Mirzakhani made several contributions to the theory of moduli spaces of Riemann surfaces. In her early work, Mirzakhani discovered a formula expressing the volume of the moduli space of surfaces of type (g,n) with given boundary lengths as a polynomial in those lengths. This led her to obtain a new proof for the formula discovered by Edward Witten and Maxim Kontsevich on the intersection numbers of tautological classes on moduli space, as well as an asymptotic formula for the growth of the number of simple closed geodesics on a compact hyperbolic surface, generalizing the theorem of the three geodesics for spherical surfaces.  Her subsequent work focused on Teichmüller dynamics of moduli space. In particular, she was able to prove the long-standing conjecture that William Thurston’s earthquake flow on Teichmuller space is ergodic.

Most recently as of 2014, with Alex Eskin and with input from Amir Mohammadi, Mirzakhani proved that complex geodesics and their closures in moduli space are surprisingly regular, rather than irregular or fractal. The closures of complex geodesics are algebraic objects defined in terms of polynomials and therefore they have certain rigidity properties, which is analogous to a celebrated result that Marina Ratner arrived at during the 1990s. The International Mathematical Union said in its press release that “It is astounding to find that the rigidity in homogeneous spaces has an echo in the inhomogeneous world of moduli space.”

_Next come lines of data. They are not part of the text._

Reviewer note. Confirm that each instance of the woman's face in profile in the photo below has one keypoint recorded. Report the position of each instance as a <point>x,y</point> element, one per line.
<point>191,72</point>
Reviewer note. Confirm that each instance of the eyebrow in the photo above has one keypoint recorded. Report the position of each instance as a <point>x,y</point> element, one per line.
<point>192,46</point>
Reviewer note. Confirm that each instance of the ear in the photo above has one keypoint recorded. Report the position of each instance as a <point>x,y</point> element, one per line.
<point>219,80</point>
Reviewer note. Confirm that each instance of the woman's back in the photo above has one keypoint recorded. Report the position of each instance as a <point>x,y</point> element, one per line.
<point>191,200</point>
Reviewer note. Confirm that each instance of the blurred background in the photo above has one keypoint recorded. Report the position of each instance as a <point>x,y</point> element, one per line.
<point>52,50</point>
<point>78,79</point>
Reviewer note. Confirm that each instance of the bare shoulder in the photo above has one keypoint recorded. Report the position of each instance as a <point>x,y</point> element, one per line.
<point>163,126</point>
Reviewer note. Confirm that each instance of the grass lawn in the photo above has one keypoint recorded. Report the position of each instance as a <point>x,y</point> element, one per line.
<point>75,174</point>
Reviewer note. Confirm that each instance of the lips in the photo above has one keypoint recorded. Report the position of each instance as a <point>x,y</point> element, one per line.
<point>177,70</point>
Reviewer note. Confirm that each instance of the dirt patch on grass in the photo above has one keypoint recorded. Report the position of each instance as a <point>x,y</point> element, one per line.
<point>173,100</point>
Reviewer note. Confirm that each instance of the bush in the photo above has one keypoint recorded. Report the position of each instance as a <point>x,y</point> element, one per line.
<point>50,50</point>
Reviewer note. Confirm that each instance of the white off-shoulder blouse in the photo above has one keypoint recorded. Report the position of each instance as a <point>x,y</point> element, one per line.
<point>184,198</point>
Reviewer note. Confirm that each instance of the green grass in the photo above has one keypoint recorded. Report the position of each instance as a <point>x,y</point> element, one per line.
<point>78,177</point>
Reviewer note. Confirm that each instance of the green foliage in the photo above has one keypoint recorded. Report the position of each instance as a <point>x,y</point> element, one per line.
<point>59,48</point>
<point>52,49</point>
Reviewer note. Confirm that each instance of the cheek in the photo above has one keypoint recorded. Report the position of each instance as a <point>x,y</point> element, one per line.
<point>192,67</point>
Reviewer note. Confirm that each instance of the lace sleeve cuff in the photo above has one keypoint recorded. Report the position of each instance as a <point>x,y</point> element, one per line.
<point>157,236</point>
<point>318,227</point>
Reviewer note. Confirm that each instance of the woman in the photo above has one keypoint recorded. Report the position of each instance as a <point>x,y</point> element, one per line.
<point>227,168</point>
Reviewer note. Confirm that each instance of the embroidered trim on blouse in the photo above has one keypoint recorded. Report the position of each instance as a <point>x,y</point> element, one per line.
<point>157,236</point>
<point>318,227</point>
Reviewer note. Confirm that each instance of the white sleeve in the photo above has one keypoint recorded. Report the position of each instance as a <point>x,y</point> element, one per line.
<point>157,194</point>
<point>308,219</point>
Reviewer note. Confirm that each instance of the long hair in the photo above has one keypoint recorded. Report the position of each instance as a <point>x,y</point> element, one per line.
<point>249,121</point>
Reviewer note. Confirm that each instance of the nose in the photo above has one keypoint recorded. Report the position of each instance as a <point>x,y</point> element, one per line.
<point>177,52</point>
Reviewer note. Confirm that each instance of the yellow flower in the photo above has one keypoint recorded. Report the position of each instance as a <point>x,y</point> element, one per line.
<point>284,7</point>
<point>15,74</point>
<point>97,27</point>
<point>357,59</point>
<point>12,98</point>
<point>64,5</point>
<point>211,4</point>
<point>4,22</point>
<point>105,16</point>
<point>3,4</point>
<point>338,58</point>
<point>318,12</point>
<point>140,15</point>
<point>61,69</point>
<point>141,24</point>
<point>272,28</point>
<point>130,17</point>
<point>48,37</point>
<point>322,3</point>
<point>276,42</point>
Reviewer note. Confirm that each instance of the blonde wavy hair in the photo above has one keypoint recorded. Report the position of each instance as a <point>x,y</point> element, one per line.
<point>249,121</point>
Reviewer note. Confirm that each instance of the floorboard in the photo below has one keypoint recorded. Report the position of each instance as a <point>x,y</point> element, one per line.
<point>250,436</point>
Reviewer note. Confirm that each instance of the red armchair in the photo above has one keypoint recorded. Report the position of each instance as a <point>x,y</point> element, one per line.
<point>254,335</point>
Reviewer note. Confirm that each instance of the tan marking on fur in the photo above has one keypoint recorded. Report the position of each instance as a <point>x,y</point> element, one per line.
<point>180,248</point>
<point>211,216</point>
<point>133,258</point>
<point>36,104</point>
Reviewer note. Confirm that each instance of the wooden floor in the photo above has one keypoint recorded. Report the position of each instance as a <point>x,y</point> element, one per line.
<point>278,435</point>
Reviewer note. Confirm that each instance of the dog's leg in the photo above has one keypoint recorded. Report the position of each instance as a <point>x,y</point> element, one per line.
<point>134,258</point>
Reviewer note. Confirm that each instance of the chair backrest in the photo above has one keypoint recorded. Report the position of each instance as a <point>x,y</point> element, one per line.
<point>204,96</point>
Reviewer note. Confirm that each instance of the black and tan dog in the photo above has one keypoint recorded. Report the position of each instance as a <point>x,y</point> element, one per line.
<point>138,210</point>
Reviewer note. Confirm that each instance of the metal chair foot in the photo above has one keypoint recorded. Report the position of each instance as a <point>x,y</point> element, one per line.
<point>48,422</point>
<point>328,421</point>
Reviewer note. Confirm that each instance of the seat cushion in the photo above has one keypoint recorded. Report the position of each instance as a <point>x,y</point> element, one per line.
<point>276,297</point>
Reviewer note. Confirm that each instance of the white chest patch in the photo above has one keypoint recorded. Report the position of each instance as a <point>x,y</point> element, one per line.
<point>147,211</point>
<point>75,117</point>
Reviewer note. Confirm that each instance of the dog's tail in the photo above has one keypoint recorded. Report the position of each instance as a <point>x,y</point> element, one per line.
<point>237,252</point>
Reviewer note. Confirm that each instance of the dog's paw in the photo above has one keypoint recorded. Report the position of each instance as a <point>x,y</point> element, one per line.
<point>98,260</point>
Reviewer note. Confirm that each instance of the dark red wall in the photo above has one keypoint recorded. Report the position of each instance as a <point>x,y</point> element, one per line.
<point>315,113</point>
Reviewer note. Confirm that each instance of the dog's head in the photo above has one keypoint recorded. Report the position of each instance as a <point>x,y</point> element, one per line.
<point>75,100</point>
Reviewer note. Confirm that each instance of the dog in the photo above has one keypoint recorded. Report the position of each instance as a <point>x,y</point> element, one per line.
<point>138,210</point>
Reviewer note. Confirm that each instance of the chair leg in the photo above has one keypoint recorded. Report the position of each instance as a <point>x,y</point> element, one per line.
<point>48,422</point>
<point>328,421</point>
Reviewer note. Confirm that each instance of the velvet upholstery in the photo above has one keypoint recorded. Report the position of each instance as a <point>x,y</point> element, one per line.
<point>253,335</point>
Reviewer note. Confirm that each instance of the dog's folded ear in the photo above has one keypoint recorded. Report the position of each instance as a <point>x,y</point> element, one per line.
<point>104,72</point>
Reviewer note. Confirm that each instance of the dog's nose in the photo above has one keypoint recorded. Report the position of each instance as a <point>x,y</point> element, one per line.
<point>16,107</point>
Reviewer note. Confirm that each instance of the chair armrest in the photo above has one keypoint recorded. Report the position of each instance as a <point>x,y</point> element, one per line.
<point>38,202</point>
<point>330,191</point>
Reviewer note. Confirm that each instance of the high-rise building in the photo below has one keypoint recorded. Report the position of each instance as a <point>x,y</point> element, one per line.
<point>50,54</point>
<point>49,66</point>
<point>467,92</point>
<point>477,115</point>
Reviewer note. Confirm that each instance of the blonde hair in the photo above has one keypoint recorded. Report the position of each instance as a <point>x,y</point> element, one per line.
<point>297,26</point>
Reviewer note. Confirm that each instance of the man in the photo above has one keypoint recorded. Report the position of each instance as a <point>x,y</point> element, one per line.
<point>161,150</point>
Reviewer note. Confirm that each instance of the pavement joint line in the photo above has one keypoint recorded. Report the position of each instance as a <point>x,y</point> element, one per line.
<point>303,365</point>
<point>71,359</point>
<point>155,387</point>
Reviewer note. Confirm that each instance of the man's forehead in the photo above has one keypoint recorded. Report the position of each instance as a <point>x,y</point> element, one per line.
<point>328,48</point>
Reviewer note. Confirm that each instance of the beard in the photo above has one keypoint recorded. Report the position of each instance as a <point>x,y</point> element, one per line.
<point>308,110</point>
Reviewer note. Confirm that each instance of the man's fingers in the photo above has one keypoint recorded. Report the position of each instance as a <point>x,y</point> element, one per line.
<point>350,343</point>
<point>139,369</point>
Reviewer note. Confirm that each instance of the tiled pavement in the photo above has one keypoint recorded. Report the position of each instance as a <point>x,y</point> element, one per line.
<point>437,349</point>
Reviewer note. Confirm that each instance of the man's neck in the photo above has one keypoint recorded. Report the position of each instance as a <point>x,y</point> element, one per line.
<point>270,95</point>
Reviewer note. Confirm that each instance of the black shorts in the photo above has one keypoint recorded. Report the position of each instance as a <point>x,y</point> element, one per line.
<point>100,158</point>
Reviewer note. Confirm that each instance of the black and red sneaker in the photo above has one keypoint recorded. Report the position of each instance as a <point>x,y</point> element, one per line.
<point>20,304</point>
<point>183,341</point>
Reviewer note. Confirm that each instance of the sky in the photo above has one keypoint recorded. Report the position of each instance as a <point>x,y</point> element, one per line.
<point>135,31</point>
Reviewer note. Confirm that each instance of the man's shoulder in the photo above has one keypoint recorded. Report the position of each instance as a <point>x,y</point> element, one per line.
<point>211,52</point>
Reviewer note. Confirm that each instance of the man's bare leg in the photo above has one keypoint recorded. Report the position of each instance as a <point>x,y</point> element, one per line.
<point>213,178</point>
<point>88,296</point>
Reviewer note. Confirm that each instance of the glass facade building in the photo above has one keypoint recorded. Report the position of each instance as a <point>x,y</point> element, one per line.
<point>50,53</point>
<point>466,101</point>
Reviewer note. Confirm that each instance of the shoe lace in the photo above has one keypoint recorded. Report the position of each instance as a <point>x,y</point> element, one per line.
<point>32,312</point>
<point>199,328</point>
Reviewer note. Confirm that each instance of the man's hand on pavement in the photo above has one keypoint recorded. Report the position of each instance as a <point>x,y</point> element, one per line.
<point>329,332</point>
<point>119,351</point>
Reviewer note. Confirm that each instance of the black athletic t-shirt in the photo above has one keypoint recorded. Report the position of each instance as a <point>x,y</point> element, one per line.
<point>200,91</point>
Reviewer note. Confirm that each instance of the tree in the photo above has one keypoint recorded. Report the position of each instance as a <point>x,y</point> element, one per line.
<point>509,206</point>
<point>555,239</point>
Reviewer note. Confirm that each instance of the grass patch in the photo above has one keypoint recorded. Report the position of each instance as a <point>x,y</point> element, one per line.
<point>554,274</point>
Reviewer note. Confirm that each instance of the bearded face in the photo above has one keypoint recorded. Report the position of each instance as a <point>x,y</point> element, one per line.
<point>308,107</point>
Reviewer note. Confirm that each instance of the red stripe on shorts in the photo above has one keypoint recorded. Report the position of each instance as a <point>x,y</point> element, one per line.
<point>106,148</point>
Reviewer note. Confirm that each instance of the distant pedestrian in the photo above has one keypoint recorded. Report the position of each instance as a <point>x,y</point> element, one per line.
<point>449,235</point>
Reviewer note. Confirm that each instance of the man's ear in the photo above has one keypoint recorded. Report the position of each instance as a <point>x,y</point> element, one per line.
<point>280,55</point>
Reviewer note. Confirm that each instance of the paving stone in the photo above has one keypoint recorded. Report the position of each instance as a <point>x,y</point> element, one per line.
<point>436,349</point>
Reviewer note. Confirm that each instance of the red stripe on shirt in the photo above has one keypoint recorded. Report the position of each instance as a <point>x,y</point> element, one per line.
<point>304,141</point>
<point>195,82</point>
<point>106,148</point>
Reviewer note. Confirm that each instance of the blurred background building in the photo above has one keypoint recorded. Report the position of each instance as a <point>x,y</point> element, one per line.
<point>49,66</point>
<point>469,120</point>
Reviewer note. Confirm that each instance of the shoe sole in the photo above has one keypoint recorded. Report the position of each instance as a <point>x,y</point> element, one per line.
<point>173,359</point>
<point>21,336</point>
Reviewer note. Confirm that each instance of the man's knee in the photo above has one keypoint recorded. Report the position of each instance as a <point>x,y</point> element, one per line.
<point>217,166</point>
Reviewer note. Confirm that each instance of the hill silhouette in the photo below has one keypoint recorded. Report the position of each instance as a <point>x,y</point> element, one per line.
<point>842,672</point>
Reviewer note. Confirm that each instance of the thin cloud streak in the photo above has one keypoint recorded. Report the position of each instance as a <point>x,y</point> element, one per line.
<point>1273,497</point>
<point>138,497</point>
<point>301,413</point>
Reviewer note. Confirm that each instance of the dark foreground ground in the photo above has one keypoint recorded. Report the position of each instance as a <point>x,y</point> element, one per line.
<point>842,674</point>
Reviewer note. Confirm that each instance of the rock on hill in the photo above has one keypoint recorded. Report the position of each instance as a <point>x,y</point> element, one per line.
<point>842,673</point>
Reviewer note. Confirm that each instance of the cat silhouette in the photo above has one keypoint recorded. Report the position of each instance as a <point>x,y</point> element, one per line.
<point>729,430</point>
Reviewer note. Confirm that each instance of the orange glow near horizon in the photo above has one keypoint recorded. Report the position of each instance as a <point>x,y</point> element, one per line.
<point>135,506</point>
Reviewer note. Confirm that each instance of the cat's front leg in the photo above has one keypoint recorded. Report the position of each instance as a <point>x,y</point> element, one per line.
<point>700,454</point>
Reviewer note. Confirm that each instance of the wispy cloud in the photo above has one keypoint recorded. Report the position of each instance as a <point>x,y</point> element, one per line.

Mirzakhani was awarded the Fields Medal in 2014 for “her outstanding contributions to the dynamics and geometry of Riemann surfaces and their moduli spaces”.[27] The award was made in Seoul at the International Congress of Mathematicians on 13 August.[28] At the time of the award, Jordan Ellenberg explained her research to a popular audience:

[Her] work expertly blends dynamics with geometry. Among other things, she studies billiards. But now, in a move very characteristic of modern mathematics, it gets kind of meta: She considers not just one billiard table, but the universe of all possible billiard tables. And the kind of dynamics she studies doesn’t directly concern the motion of the billiards on the table, but instead a transformation of the billiard table itself, which is changing its shape in a rule-governed way; if you like, the table itself moves like a strange planet around the universe of all possible tables … This isn’t the kind of thing you do to win at pool, but it’s the kind of thing you do to win a Fields Medal. And it’s what you need to do in order to expose the dynamics at the heart of geometry; for there’s no question that they’re there.[29]